Evans actually calls
this the “secession of the wealthy”
(comparisons to the secession of the South to bring on the Civil War are
clear), and shows how it promotes “private affluence and public squalor.” Luxury
for the haves, squalor for the have-nots, in short.
But this isn’t
all. Increased inequality also tends to increase crime and violence. Why? It’s
related to that initial notion: it’s not how poor you are, but how poor you feel. That is, poverty amid a culture of conspicuous consumption is
a big predictor of crime—as studies show all across America, and indeed
throughout industrialized nations. But why? Both because of the psychosocial
element: inequality means less social capital, less trust, cooperation, and
people watching out for each other. And also because of the neomaterialist
element: with inequality comes more secession of the wealthy from contributing
to the public good (states with more income inequality spend proportionately
less money on that key tool against crime, education). Both together lead to
more crime.
And finally,
another kicker. As has been shown with experimental animals, if you shock a rat
electrically, his stress response shoots up. But if that rat can quickly bite
another rat (i.e. taking his stress out on a lower-ranking rat), his stress
response is far less. It’s the kick-the-dog syndrome. And it has been shown
experimentally with baboons as well: one of the best ways to reduce
glucocorticoid secretion is for a high-ranking baboon to displace his
aggression onto a lower-ranking baboon: a male loses a fight and then chases a
lower-ranking male, who promptly bites a female, who then lunges at an infant.

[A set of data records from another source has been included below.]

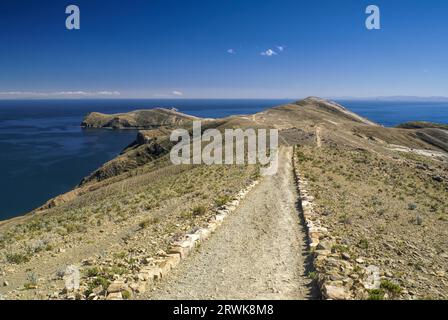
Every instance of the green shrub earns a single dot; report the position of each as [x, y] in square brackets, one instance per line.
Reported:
[199, 210]
[222, 201]
[92, 272]
[17, 258]
[376, 294]
[126, 295]
[393, 288]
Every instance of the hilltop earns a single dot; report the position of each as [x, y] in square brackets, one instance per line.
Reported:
[379, 192]
[139, 119]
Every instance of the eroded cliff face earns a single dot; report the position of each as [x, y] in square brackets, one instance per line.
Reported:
[140, 119]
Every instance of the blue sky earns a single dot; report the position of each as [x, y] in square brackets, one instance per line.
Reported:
[180, 48]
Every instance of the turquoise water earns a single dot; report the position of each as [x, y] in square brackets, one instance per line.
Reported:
[44, 152]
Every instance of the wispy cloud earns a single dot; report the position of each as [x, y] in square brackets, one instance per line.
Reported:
[280, 48]
[269, 53]
[178, 93]
[40, 94]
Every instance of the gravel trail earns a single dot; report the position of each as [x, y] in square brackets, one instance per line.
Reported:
[258, 253]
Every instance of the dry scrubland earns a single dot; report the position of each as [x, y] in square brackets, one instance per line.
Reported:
[384, 210]
[380, 192]
[114, 229]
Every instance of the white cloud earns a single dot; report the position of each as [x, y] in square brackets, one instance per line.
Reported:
[281, 48]
[269, 53]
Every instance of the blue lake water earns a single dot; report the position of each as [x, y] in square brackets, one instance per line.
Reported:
[44, 152]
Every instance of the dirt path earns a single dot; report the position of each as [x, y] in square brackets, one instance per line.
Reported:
[258, 253]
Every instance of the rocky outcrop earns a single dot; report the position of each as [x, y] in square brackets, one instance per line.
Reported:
[151, 270]
[337, 276]
[140, 119]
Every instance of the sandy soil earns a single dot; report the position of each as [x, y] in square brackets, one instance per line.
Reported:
[260, 252]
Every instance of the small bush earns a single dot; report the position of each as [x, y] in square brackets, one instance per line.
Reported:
[393, 288]
[17, 258]
[222, 201]
[199, 210]
[92, 272]
[126, 295]
[376, 294]
[363, 244]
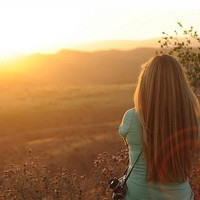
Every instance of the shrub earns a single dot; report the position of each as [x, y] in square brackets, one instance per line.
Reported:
[187, 50]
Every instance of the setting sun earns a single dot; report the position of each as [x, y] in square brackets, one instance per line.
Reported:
[26, 30]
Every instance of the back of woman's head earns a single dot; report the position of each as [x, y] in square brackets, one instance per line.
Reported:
[169, 112]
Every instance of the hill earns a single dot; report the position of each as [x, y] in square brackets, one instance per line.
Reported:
[72, 67]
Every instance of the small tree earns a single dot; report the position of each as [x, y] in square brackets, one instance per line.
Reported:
[187, 50]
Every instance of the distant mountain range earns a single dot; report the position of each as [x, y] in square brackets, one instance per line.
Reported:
[117, 45]
[72, 67]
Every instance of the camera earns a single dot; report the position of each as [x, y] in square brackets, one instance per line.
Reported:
[119, 188]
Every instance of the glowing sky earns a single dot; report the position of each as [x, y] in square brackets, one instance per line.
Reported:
[47, 26]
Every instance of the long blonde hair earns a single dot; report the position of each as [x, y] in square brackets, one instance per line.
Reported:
[168, 110]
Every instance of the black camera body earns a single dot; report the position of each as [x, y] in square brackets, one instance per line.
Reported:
[119, 188]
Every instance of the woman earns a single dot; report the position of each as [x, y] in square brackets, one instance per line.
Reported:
[164, 124]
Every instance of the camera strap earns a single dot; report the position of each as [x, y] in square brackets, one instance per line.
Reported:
[132, 167]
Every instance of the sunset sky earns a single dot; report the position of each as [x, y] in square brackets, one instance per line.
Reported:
[47, 26]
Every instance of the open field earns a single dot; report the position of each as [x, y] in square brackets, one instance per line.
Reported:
[67, 125]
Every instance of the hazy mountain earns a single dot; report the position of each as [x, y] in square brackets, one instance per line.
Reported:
[117, 45]
[76, 67]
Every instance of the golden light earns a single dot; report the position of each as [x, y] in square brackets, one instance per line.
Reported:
[26, 31]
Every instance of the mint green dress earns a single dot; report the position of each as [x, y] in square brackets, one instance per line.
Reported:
[138, 187]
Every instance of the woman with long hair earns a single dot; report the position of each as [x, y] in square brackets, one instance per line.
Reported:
[164, 124]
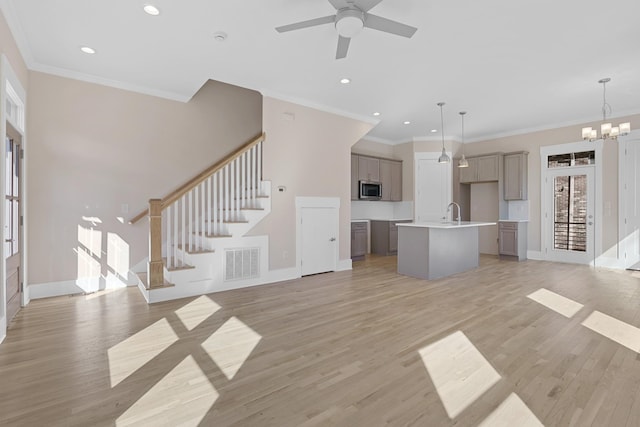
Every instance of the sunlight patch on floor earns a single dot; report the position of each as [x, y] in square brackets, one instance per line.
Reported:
[562, 305]
[614, 329]
[231, 345]
[459, 372]
[183, 397]
[131, 354]
[512, 412]
[196, 312]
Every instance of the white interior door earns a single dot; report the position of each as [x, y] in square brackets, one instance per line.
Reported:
[319, 240]
[630, 201]
[570, 216]
[432, 188]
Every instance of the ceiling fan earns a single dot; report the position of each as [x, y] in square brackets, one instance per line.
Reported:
[351, 17]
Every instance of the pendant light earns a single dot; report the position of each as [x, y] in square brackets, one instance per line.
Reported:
[463, 163]
[606, 130]
[444, 158]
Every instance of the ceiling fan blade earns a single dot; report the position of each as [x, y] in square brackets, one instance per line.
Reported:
[306, 24]
[339, 4]
[388, 26]
[366, 5]
[343, 47]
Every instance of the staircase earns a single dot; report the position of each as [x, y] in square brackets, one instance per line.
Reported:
[197, 241]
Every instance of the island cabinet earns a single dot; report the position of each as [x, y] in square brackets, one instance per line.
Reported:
[358, 240]
[515, 176]
[481, 169]
[384, 236]
[512, 238]
[391, 180]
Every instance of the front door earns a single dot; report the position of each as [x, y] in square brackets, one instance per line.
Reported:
[13, 214]
[319, 240]
[570, 219]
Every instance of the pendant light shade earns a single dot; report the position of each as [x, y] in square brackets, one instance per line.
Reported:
[444, 158]
[463, 163]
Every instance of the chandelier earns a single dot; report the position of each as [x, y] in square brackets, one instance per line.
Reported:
[606, 130]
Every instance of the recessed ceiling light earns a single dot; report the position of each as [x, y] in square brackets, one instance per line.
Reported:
[151, 10]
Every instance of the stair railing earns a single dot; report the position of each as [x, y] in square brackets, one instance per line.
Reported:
[201, 208]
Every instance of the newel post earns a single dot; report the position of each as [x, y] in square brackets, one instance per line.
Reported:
[155, 275]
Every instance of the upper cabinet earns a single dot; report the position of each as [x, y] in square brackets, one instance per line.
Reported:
[391, 179]
[388, 172]
[481, 169]
[515, 176]
[368, 169]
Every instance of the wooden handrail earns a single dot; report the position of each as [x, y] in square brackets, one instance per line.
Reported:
[202, 176]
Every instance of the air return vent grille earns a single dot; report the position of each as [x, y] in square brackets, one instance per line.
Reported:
[241, 263]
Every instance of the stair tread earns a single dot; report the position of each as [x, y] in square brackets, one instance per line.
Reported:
[179, 266]
[197, 251]
[143, 278]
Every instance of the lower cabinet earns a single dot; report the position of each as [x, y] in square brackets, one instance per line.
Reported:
[384, 236]
[512, 237]
[358, 240]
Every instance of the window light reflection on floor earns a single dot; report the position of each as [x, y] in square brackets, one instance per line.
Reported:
[231, 345]
[196, 312]
[512, 412]
[562, 305]
[459, 372]
[131, 354]
[183, 397]
[614, 329]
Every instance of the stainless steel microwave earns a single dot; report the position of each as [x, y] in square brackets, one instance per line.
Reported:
[370, 190]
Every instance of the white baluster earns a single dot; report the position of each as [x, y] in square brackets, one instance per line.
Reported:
[174, 206]
[210, 203]
[190, 220]
[169, 249]
[183, 202]
[259, 174]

In human societies, displaced aggression is as common as dirt: one study measuring
effects with football showed that if the local football team unexpectedly lost,
violence by men against their wives or partners increased by 10%, and even more
(13%) when the losing team was in a playoff. This operates in poor areas even
more graphically: instead of the poor rising up to attack the wealthy who cause
their problems, most often they prey on their poor neighbors nearby. And crime
in poor neighborhoods is one of the pervasive problems leading to anxiety, poor
health, and more.
Starting to sound
familiar? Starting to sound like a society you’re familiar with? It’s as if the
current U.S. government, especially the Republican sector now controlling whole
chunks of it, has taken this whole section and memorized it, and set out to engineer
as much of the “secession” of the wealthy as they possibly can. This is why
their mantra is always, cut government
spending (i.e. cut those social capital programs that help the
majority—good schools, healthcare, safe neighborhoods, clean water) and
privatize everything from schools to roads to water to power. This is exactly
what the Trump Administration is trying to do, mainly through the cabinet heads
they’ve appointed to reduce and dismantle government programs and regulations.

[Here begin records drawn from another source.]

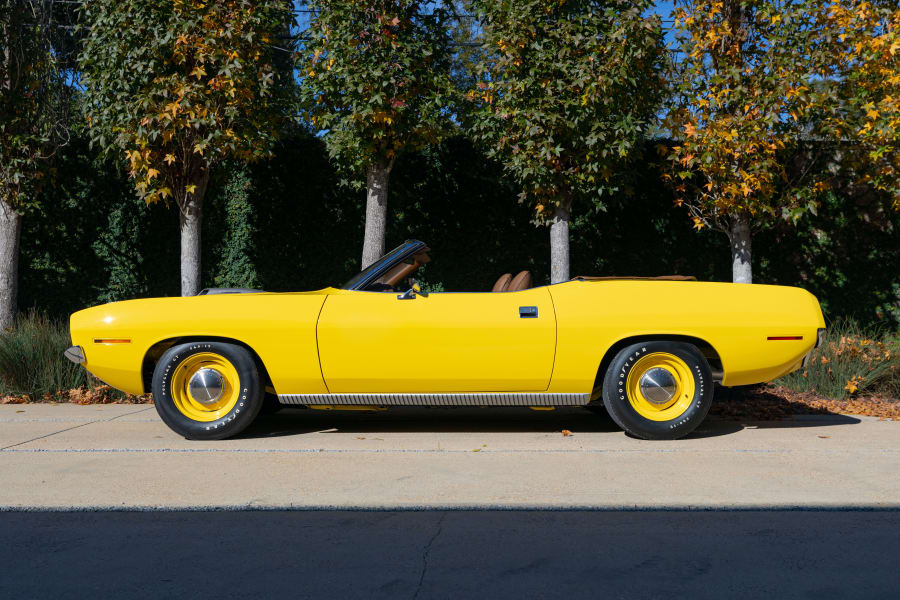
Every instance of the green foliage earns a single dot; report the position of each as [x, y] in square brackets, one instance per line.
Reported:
[377, 78]
[236, 265]
[566, 90]
[32, 361]
[847, 255]
[179, 85]
[33, 100]
[852, 360]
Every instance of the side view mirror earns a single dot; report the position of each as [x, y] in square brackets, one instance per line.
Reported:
[412, 291]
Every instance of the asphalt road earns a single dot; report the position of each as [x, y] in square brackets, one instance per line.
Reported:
[441, 554]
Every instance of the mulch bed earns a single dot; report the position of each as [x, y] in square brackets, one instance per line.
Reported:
[102, 394]
[755, 403]
[771, 403]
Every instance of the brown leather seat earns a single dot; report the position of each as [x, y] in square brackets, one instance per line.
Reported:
[520, 282]
[502, 283]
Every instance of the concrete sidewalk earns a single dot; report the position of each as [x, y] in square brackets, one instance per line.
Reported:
[122, 456]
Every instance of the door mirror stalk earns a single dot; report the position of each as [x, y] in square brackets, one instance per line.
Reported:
[412, 291]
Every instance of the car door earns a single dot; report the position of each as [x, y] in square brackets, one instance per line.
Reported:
[372, 342]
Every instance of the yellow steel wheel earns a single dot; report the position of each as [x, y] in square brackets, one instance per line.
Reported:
[205, 387]
[660, 386]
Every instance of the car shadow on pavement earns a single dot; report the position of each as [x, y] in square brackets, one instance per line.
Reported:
[295, 421]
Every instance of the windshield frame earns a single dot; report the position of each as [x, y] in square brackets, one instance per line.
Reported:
[381, 266]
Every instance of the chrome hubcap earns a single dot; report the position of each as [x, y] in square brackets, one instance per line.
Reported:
[206, 386]
[658, 385]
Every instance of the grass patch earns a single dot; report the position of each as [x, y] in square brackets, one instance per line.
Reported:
[31, 358]
[851, 361]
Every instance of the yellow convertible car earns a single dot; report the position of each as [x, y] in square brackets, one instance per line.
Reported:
[649, 348]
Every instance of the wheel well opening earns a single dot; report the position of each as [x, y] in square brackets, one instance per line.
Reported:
[709, 353]
[152, 356]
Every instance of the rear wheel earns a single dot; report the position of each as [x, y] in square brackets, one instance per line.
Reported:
[207, 390]
[658, 390]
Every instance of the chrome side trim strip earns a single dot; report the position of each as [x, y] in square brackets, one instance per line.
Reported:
[461, 399]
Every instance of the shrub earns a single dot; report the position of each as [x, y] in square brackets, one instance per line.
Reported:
[851, 360]
[32, 361]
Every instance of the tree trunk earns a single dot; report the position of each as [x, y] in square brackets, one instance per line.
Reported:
[10, 233]
[377, 178]
[741, 267]
[559, 242]
[191, 219]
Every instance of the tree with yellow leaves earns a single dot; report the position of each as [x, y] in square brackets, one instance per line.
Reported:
[377, 81]
[566, 92]
[177, 86]
[747, 94]
[866, 65]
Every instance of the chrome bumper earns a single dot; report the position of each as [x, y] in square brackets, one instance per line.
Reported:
[75, 354]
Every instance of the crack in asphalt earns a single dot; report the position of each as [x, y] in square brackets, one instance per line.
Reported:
[40, 437]
[426, 551]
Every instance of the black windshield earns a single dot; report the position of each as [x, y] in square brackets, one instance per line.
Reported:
[380, 266]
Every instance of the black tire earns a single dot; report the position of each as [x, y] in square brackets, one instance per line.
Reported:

And by their upcoming push to take an axe to taxes on corporations and the
wealthy. And by crippling Obamacare. And by starving schools of necessary funds
so they can be privatized. And on and on.
And until the rest
of us finally wake up and start to reverse the deadly slide of the United
States of America into banana-republic status, we’re all (those of us who
aren’t wealthy, that is) going to keep getting unhealthier by the minute.